EXPLAINED: What to do about 'that' really disturbing video
A LENNOX HEAD Social media and IT consultant who warned parents about extremely graphic and violent content has been watched by thousands around the world by parents, teachers and young people.
The warning came after a post showing a man in an extremely disturbing and violent act was widely shared.
Kirra Pendergast, CEO at Safe on Social, saw her warning replicated across the globe overnight, after doing a mailout to schools in regards to extremely violent content currently available on social media.
"I've had 1.5 million views on my post on Facebook, it's been syndicated across 105 media organisation from Australia to Belgium, India, the UK. the USA, everywhere," she said.
"My job is to keep schools and parents one step ahead of what's happening online, and with that in mind I sent out that message just to give schools the heads up.
"It went bananas because nobody had heard about it."
Safe on Social specialises on training and education on cyber safety for children, parents, teachers and schools.
Ms Pendergast also has a background in corporate cybersecurity and IT.
She explained that parents need to become more aware of the rules and terms and conditions in social media platforms.
"A lot of parents don't take the time the terms and conditions of use, so they are not aware of what they are allowing their kids to sign up for," she said.
In her video, the expert warns that the video has been shared between platforms and has been 'disguised' behind images of kittens, making the graphic content shocking and unexpected.
Ms Pendergast said in the USA, section 230 of the Communications Decency Act 1996, known as the good Samaritan's Provision, offers protection for operators of online companies from civil liability in the removal or moderation of third-party material deemed obscene or offensive, as long as it is done in good faith.
"It abolishes (social media companies) of all liability, the whole onus is on the user, so by this law they literally don't have to take anything down.
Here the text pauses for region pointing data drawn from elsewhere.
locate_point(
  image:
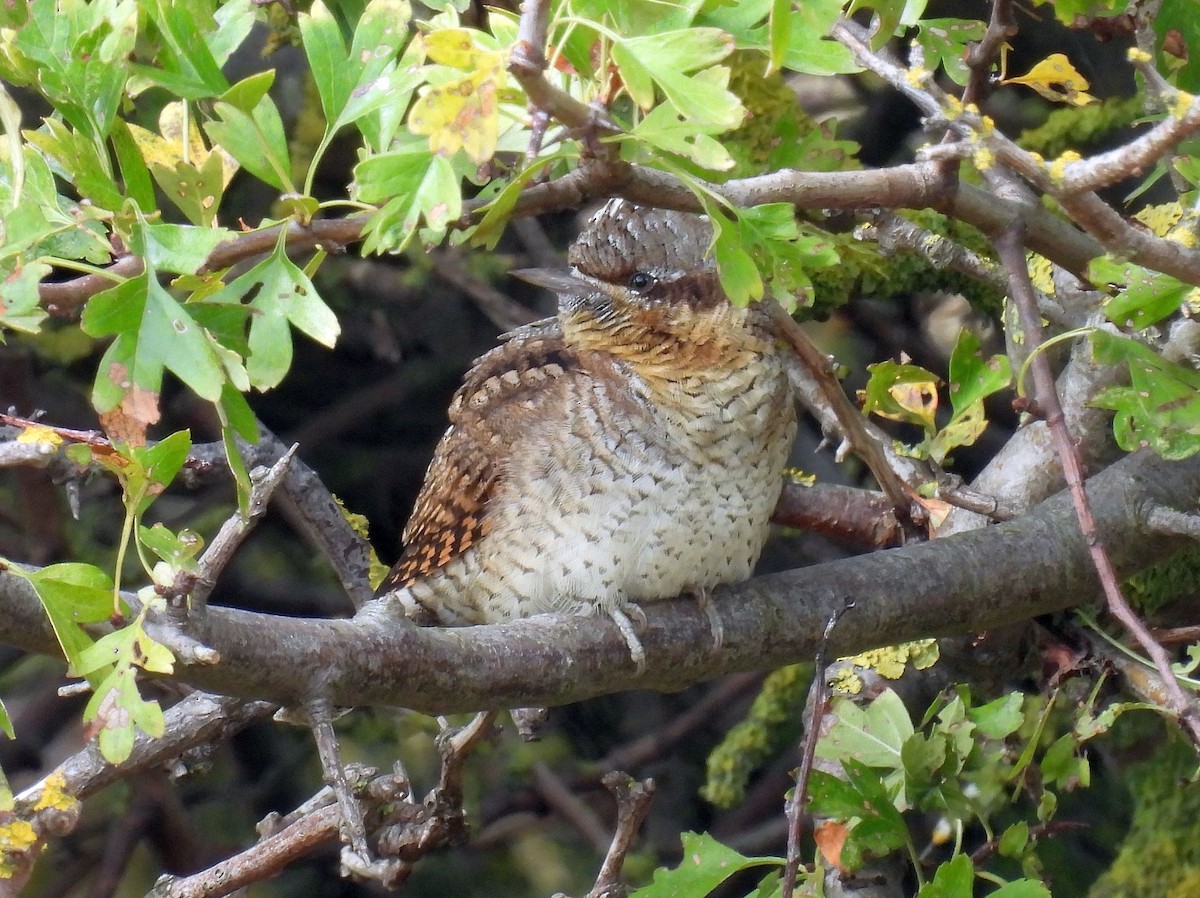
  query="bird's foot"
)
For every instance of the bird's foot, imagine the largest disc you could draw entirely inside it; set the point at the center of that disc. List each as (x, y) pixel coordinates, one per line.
(714, 618)
(621, 615)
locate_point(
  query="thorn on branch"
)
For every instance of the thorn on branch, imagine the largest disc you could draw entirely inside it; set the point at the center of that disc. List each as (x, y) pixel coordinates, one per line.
(633, 804)
(817, 704)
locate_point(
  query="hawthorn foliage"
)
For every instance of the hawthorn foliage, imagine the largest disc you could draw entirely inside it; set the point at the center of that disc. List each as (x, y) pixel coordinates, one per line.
(181, 184)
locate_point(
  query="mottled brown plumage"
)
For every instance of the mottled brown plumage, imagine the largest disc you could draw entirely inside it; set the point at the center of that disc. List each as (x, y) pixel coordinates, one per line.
(627, 450)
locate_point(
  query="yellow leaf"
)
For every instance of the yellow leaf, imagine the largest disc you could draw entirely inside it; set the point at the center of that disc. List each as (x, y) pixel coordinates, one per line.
(54, 794)
(1056, 79)
(16, 838)
(168, 149)
(461, 114)
(454, 47)
(919, 400)
(40, 433)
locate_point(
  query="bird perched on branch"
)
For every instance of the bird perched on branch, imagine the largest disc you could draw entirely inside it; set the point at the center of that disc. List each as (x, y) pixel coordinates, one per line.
(627, 450)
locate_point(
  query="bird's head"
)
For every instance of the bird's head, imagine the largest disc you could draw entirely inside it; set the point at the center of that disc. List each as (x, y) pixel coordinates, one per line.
(643, 285)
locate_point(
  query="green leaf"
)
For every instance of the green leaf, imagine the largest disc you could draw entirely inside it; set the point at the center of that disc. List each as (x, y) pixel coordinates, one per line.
(664, 60)
(19, 303)
(1015, 838)
(413, 184)
(953, 879)
(196, 191)
(739, 274)
(138, 184)
(283, 294)
(249, 93)
(945, 42)
(73, 594)
(181, 249)
(873, 735)
(1021, 888)
(809, 48)
(81, 159)
(669, 130)
(972, 378)
(175, 549)
(1161, 408)
(1062, 767)
(333, 71)
(153, 331)
(901, 393)
(166, 458)
(1147, 297)
(234, 19)
(183, 54)
(1001, 717)
(862, 800)
(6, 728)
(706, 864)
(257, 141)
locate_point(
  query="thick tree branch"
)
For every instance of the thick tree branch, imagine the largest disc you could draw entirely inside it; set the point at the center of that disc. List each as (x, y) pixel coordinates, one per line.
(921, 185)
(975, 581)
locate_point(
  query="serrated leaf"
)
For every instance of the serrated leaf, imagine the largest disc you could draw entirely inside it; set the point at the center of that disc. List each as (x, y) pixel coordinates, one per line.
(1147, 297)
(945, 43)
(1001, 717)
(282, 294)
(73, 594)
(7, 729)
(873, 735)
(669, 130)
(153, 331)
(256, 141)
(1021, 888)
(185, 55)
(706, 864)
(1015, 838)
(197, 192)
(412, 184)
(247, 93)
(173, 548)
(163, 460)
(972, 377)
(664, 60)
(953, 879)
(181, 249)
(1062, 767)
(19, 303)
(809, 47)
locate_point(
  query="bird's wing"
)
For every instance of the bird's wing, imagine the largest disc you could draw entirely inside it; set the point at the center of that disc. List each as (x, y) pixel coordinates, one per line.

They are not responsible legally," she explained.
On her Safe on Social Parent Toolkit, Ms Pendergast offers specific tips on how to tackle the issue of social media with children.
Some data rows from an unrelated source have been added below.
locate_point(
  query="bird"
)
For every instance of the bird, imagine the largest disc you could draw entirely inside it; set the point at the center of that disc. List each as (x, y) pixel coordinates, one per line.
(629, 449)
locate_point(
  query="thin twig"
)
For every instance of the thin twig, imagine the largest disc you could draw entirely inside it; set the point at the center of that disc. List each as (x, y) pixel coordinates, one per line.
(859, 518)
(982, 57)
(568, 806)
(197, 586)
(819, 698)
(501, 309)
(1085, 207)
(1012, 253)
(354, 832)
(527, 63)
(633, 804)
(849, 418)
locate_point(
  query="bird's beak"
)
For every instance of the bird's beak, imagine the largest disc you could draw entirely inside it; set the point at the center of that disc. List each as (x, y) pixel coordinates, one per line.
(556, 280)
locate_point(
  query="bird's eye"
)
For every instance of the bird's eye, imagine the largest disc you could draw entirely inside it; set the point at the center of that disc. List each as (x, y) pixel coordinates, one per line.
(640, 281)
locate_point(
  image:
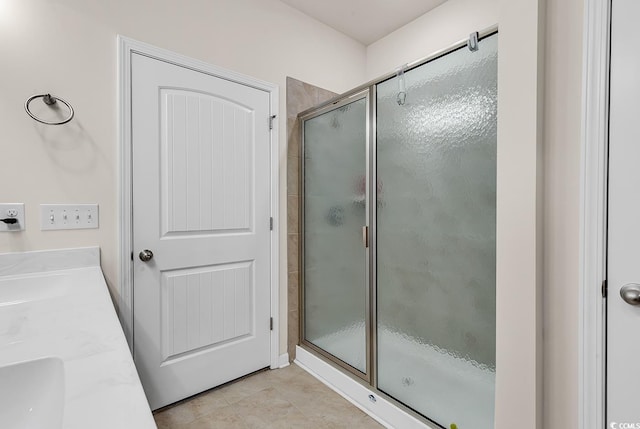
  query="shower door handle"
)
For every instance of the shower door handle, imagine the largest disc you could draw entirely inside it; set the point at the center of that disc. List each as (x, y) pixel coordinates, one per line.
(365, 236)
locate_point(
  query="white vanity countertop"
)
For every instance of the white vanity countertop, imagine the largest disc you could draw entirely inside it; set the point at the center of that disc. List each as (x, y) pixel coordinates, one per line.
(68, 313)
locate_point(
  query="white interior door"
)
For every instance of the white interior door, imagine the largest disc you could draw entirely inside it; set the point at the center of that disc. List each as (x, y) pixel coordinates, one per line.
(623, 318)
(201, 206)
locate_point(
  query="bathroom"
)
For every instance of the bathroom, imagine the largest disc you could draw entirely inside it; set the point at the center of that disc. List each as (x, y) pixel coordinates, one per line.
(71, 49)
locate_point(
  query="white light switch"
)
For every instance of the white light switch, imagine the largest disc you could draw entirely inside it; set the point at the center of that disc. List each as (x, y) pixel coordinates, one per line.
(12, 217)
(68, 216)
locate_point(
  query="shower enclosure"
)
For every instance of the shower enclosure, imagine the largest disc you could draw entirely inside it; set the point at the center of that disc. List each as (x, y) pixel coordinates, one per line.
(398, 243)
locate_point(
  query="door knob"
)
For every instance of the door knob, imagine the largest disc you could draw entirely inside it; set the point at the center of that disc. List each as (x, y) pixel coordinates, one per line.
(146, 255)
(631, 293)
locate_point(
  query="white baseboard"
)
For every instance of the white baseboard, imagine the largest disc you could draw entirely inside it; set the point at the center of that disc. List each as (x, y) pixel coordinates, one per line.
(383, 411)
(283, 360)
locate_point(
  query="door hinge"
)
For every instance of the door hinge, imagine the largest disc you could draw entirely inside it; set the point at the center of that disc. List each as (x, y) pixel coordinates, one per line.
(365, 236)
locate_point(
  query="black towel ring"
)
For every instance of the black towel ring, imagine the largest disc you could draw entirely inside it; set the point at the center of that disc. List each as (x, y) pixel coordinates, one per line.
(49, 100)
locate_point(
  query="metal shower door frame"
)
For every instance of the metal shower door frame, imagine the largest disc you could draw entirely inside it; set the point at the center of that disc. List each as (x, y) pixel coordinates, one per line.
(344, 100)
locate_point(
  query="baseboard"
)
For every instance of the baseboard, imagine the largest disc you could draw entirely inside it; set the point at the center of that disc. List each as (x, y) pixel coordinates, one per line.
(380, 409)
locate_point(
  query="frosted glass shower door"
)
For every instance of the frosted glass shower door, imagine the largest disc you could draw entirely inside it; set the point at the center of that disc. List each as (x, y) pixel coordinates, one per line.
(334, 272)
(436, 229)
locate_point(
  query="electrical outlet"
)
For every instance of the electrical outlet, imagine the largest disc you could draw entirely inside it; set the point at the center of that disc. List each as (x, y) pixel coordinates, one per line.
(68, 216)
(8, 212)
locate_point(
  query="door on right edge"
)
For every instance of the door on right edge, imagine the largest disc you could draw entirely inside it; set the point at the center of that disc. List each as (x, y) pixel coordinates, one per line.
(623, 303)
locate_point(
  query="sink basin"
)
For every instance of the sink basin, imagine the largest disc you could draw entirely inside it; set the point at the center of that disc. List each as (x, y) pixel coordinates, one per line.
(32, 394)
(32, 288)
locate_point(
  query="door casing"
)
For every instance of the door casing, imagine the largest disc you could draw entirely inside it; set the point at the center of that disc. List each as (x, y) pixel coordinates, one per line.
(593, 216)
(126, 47)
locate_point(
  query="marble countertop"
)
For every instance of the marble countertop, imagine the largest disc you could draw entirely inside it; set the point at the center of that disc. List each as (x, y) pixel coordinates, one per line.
(74, 320)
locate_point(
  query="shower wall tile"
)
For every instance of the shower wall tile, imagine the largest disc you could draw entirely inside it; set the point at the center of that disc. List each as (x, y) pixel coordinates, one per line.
(300, 97)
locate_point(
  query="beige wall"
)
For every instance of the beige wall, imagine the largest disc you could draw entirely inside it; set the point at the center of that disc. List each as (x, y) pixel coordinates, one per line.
(447, 24)
(68, 48)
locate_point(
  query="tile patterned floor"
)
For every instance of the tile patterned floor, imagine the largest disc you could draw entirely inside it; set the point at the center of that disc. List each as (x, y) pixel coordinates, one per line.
(281, 398)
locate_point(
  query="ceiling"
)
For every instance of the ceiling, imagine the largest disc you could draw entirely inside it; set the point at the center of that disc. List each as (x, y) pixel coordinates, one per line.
(365, 20)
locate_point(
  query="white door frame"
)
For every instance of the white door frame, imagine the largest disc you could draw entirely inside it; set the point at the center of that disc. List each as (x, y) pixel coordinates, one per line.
(126, 47)
(593, 212)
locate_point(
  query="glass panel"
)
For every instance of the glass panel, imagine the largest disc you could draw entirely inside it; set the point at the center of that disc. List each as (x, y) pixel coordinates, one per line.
(436, 219)
(334, 214)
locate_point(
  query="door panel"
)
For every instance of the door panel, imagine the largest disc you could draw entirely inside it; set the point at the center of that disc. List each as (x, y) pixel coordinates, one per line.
(623, 320)
(201, 204)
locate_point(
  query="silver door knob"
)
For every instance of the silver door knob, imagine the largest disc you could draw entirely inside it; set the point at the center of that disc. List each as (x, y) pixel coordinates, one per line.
(146, 255)
(631, 293)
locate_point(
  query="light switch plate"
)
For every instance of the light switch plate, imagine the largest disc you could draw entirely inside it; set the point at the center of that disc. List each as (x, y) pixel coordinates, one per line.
(9, 211)
(68, 216)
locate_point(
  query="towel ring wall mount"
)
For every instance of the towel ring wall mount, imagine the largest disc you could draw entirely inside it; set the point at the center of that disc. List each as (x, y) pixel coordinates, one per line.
(49, 100)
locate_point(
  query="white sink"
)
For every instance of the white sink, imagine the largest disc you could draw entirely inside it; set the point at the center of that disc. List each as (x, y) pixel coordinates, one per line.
(32, 394)
(28, 288)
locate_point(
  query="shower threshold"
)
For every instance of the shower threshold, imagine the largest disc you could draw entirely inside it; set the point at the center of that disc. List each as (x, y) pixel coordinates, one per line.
(465, 388)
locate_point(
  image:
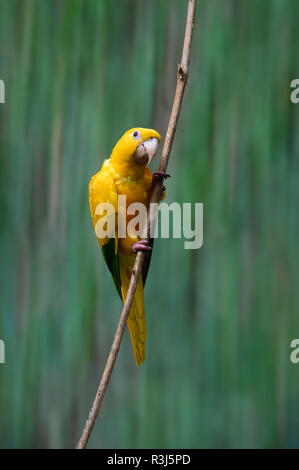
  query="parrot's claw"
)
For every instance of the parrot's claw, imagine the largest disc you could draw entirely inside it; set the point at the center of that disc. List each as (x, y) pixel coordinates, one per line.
(142, 245)
(160, 175)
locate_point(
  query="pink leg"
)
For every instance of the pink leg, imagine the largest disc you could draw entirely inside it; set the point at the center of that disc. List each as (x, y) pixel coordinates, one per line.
(160, 174)
(142, 245)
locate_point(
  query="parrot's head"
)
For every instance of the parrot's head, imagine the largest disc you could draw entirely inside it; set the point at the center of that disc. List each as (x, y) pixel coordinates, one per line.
(136, 148)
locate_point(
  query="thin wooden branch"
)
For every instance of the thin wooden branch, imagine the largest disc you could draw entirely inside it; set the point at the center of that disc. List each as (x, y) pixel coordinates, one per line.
(182, 76)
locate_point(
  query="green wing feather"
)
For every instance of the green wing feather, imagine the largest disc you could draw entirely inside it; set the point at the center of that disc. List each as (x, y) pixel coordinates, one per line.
(112, 261)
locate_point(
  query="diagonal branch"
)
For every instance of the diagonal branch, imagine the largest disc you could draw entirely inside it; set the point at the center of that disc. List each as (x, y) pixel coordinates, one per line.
(182, 76)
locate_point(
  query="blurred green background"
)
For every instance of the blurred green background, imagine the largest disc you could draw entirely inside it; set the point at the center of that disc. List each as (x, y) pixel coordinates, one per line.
(79, 73)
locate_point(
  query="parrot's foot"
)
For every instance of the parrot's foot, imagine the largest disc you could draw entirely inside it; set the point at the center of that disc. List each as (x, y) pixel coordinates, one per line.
(160, 175)
(142, 245)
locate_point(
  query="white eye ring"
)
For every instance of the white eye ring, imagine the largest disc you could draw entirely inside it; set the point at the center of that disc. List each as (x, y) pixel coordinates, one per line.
(136, 135)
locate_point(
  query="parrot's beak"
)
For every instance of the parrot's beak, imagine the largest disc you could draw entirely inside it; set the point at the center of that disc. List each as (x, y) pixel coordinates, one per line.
(146, 151)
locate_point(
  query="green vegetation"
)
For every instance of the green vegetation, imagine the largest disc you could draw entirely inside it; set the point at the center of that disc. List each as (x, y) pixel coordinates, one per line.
(77, 74)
"You wouldn't give your child the keys to the car and let them drive off down the highway without lessons. It is the same with devices," she explained.
"Talk as a family about what is OK and not OK to share online.
"For example, whether any member of the family shares a photo of the house or pet's name online, when to share family holiday photos and what ones can be shared, what personal information is not to be shared online.
"Rules must change over time as the need to be developmentally appropriate and slowly build in more trust, independence and freedom," she said.